One day down. How many more did we have to go?
We slept most of the next day. It was easier to lie on my cot and doze in and out of consciousness. Then we were like ping-pong balls in a swimming pool. We’d float on our
own for a while and bump into one another. We didn’t know what to say or how to act. The novelty had worn off and reality had set in. We were hungry and tired. None of us wanted to talk about
our situation nor about anything that would remind us of what we’d lost.
Late that night I walked to the entrance with only a flashlight to illuminate my way. I thought about leaving. I even held the key up to the lock. But I couldn’t open the door. The
infected, vampires, zombies, soldiers, aliens, serial killers, snakes, spiders and even sharks now inhabited the space outside that door. Or, worse yet, there might be nothing out there. A vast
grey space with everything burned to ash.
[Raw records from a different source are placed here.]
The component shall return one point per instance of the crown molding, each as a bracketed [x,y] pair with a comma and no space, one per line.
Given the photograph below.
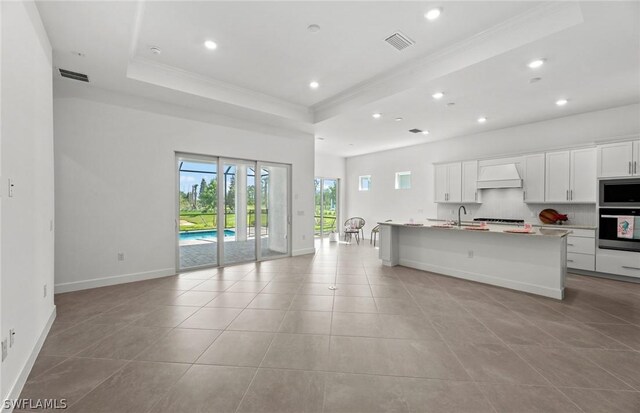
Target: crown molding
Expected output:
[527,27]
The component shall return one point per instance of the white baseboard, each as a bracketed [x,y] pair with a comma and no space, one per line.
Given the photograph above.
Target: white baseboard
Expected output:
[113,280]
[303,251]
[18,385]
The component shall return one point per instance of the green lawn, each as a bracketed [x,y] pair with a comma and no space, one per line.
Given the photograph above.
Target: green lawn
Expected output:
[202,221]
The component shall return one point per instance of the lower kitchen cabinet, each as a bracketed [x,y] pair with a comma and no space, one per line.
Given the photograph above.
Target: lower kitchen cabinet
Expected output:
[581,250]
[625,263]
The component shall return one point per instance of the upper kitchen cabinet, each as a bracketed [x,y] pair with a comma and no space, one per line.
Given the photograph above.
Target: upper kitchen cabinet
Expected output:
[448,182]
[533,182]
[583,176]
[571,176]
[619,159]
[470,181]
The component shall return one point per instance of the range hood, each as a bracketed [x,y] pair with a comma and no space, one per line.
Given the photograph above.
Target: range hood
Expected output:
[499,176]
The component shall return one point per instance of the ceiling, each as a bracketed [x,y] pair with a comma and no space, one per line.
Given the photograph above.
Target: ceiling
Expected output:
[476,53]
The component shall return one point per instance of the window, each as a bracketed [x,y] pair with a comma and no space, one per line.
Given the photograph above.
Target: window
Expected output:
[364,183]
[403,180]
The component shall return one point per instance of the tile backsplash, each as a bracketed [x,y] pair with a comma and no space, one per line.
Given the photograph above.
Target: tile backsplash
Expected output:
[507,203]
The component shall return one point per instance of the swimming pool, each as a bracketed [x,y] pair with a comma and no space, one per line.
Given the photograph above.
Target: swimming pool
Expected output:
[208,235]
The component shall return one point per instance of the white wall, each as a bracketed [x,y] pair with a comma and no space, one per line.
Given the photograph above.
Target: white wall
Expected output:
[27,247]
[331,166]
[384,202]
[115,184]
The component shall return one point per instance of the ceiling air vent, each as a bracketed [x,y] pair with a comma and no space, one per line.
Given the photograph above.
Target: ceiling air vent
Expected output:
[399,41]
[74,75]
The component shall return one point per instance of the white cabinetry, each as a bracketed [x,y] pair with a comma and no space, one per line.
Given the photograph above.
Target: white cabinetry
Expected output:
[571,176]
[619,159]
[533,182]
[581,250]
[583,176]
[470,181]
[557,179]
[625,263]
[448,185]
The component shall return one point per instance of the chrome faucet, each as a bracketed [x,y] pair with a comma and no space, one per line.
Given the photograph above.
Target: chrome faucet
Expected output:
[460,219]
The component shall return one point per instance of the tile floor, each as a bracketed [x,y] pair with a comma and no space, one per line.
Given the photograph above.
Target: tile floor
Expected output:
[273,338]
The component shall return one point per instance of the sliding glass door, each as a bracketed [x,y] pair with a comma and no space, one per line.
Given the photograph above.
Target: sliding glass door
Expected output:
[197,212]
[326,208]
[274,210]
[231,211]
[238,194]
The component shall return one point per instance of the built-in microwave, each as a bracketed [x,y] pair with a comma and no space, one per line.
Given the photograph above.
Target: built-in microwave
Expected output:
[620,192]
[619,229]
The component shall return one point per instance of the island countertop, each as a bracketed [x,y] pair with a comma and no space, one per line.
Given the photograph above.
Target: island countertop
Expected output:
[534,262]
[491,228]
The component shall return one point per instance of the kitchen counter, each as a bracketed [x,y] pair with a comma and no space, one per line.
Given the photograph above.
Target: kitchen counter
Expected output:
[535,263]
[491,228]
[536,224]
[567,226]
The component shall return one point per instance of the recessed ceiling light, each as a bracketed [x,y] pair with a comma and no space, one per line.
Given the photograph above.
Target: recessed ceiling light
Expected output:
[534,64]
[433,14]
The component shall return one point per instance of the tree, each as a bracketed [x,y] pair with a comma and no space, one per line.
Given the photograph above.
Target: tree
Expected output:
[230,196]
[209,197]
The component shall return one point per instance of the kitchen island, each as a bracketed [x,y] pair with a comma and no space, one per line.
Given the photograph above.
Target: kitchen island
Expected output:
[535,263]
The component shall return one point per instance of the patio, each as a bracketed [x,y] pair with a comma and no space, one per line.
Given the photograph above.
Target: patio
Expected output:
[201,252]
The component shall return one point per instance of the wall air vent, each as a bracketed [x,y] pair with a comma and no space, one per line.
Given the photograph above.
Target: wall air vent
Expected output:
[74,75]
[399,41]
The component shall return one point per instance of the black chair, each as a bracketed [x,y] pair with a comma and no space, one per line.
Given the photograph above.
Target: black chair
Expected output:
[353,226]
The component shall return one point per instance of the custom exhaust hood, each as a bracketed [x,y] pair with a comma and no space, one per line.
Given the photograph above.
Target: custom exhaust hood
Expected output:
[499,176]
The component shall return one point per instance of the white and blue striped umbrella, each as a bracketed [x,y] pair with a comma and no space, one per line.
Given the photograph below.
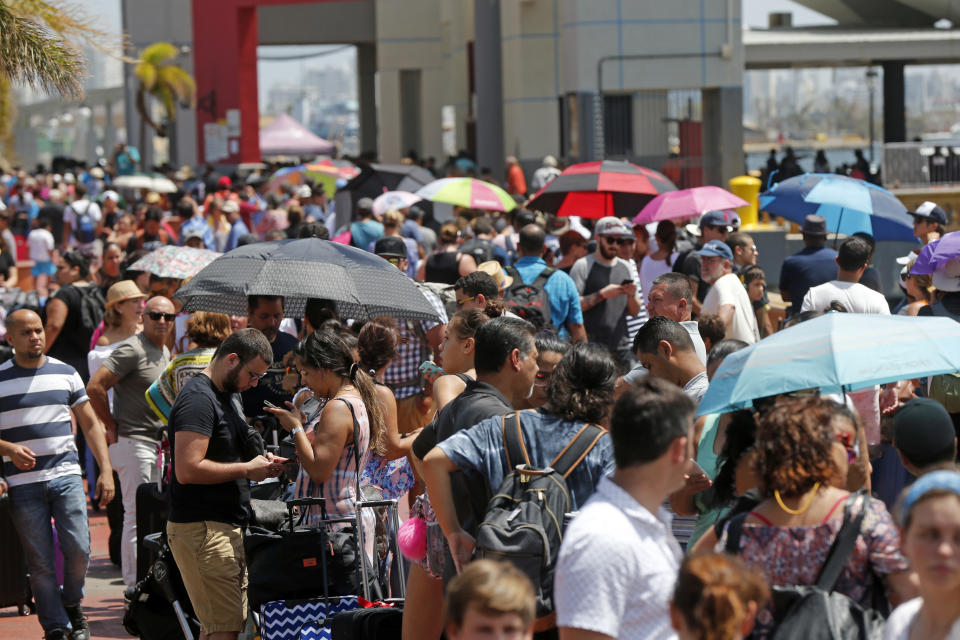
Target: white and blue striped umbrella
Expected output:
[836,352]
[849,205]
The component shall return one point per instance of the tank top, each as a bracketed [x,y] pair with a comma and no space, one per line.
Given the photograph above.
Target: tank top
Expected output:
[443,267]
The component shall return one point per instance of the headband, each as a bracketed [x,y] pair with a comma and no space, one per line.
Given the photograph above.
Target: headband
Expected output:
[937,480]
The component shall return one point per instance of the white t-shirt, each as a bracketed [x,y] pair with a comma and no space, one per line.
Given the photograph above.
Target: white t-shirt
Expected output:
[855,297]
[899,623]
[729,290]
[617,568]
[40,243]
[650,269]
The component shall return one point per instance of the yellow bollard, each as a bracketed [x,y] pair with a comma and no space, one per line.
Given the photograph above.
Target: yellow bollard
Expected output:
[748,188]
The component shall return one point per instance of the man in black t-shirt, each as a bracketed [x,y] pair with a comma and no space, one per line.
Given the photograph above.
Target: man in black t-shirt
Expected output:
[266,314]
[209,489]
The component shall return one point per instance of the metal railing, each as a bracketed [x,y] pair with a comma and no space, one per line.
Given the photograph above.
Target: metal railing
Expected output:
[921,164]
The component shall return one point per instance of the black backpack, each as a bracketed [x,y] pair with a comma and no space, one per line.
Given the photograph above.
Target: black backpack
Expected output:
[530,301]
[524,521]
[85,231]
[480,248]
[817,611]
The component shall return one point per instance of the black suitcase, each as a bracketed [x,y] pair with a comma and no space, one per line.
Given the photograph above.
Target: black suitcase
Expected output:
[14,585]
[374,623]
[151,518]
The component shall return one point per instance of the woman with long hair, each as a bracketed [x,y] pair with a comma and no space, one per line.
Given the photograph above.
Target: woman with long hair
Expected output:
[205,331]
[661,260]
[787,536]
[456,353]
[345,433]
[929,517]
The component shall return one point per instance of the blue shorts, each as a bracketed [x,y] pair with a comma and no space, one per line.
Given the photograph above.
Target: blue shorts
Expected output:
[43,269]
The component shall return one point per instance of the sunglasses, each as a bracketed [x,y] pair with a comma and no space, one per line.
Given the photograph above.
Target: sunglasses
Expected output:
[851,444]
[621,241]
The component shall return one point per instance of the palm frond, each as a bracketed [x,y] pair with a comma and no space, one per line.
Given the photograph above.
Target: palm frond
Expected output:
[31,54]
[159,53]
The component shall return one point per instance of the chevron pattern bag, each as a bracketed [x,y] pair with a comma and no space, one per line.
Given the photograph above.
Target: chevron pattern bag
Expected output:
[302,619]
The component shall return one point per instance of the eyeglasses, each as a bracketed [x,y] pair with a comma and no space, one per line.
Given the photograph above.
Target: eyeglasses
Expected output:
[620,241]
[252,374]
[851,444]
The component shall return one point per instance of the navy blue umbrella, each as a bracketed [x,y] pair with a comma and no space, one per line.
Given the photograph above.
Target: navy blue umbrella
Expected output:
[848,204]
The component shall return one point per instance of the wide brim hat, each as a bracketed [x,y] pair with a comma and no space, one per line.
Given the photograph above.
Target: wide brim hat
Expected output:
[495,271]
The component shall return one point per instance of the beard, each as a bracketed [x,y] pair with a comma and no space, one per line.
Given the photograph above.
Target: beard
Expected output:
[230,381]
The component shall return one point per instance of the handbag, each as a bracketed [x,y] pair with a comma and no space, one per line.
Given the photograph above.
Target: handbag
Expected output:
[817,611]
[302,619]
[288,565]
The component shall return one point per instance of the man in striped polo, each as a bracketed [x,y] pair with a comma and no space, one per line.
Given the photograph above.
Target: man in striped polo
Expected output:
[37,395]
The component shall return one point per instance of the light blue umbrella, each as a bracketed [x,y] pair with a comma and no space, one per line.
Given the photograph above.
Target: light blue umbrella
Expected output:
[837,352]
[848,204]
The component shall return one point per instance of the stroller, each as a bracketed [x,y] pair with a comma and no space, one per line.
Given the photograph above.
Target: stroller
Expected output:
[149,604]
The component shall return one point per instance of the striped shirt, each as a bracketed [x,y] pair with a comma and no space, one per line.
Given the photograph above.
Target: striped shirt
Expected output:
[35,412]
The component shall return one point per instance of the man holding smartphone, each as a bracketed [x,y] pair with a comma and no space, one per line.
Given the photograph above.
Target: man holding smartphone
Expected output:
[607,290]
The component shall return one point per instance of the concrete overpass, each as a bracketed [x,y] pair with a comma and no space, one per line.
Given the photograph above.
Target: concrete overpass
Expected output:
[847,46]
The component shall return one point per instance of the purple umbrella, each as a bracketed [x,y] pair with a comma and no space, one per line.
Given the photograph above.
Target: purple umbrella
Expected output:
[936,254]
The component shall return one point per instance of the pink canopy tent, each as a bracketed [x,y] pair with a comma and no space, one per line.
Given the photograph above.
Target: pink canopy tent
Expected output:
[287,137]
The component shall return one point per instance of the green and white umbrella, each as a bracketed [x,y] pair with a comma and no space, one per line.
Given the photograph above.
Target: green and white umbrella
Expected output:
[468,192]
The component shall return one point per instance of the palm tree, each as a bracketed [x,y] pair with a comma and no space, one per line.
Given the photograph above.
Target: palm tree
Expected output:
[34,50]
[161,78]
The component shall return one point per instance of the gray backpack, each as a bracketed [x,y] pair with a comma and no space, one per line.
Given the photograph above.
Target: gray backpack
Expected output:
[524,522]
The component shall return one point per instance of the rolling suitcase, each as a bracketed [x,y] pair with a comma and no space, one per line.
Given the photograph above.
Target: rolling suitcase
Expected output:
[14,584]
[313,618]
[151,518]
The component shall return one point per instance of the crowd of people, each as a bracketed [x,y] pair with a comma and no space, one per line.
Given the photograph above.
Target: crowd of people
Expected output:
[676,524]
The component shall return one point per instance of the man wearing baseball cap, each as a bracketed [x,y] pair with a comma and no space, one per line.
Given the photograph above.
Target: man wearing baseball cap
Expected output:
[814,264]
[928,221]
[924,436]
[714,225]
[727,297]
[607,290]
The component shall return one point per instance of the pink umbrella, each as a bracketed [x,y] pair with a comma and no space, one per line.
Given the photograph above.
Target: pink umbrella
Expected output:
[687,203]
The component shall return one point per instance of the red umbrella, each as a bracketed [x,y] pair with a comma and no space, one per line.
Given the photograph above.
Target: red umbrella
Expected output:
[598,189]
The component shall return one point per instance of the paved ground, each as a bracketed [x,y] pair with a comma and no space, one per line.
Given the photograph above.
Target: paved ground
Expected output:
[104,594]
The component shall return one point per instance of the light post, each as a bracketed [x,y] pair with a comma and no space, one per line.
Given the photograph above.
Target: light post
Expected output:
[871,85]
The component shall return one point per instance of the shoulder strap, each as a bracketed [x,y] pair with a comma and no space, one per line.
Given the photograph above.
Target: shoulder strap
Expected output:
[734,528]
[356,443]
[514,447]
[577,449]
[541,280]
[513,273]
[843,544]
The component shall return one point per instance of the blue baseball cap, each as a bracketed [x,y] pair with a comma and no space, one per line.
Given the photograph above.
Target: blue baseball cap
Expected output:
[716,249]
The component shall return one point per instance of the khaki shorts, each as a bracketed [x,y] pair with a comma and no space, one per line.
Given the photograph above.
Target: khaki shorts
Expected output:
[210,558]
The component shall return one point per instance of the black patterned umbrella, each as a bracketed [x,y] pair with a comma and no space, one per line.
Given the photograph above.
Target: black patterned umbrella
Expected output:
[362,285]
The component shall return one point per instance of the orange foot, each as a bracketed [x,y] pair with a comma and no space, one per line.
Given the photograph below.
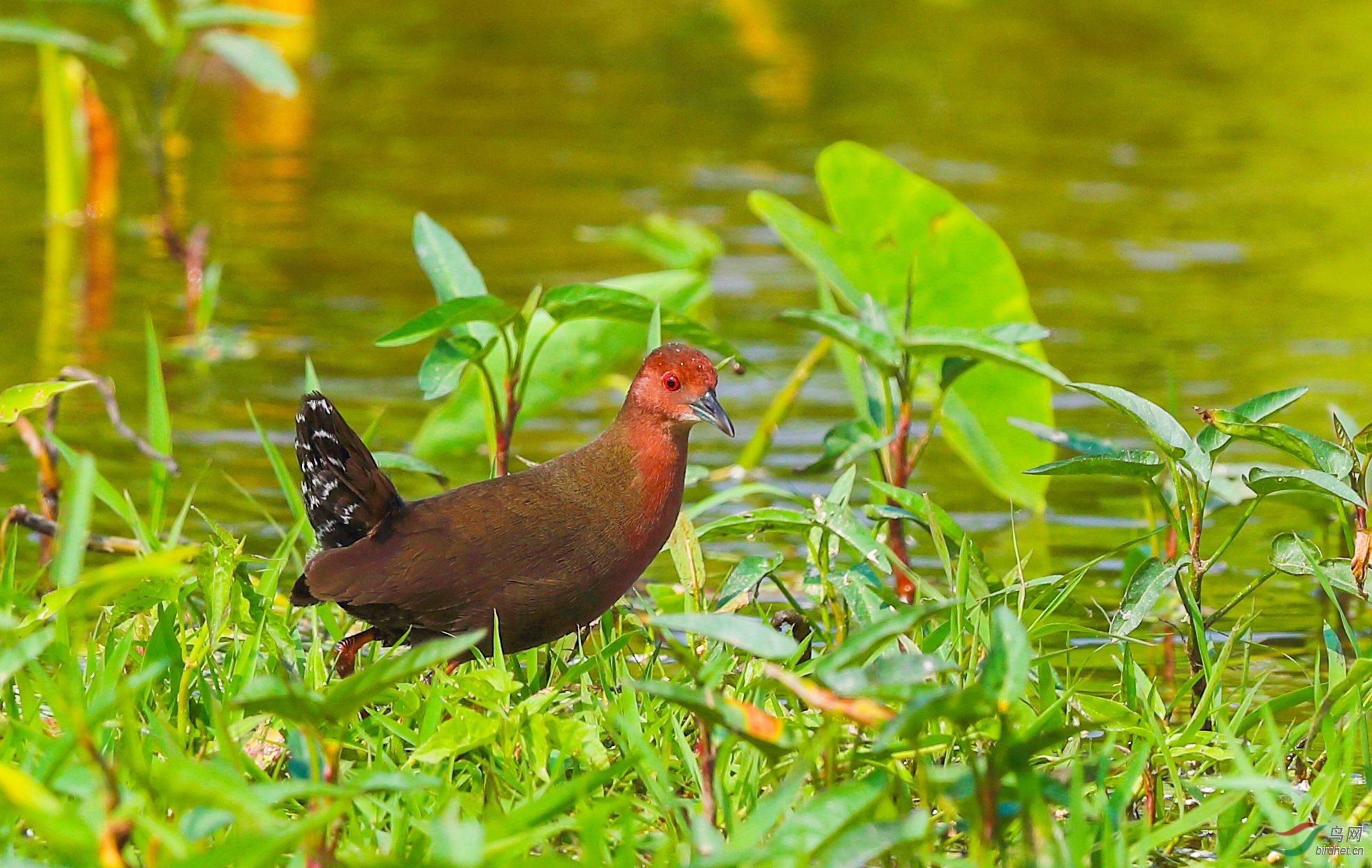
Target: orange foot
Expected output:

It’s hard to explain how you grieve for the loss of the world as you knew it. One day Lola and I were sipping cappuccinos at Starbucks, me indecisive about a Skinny Blueberry Muffin or
chocolate chunk cookie and Lola giving me the scoop on Wyatt and Saleha’s Facebook flaming. The next day, everyone and everything was stripped away.
I’d close my eyes and see my parents screaming in pain. Then I’d see them in coffins. I couldn’t bear that thought so I countered every horrible image with a mundane one of me
and Dad licking fingers covered in brownie batter and laughing when there wasn’t enough left to bake. Or Mum and I watching
An American Werewolf in London
and screaming at the scary
parts, even though we’d seen them all before. My parents would be coming to get me. They would. That’s the thought I clung to with all of my might.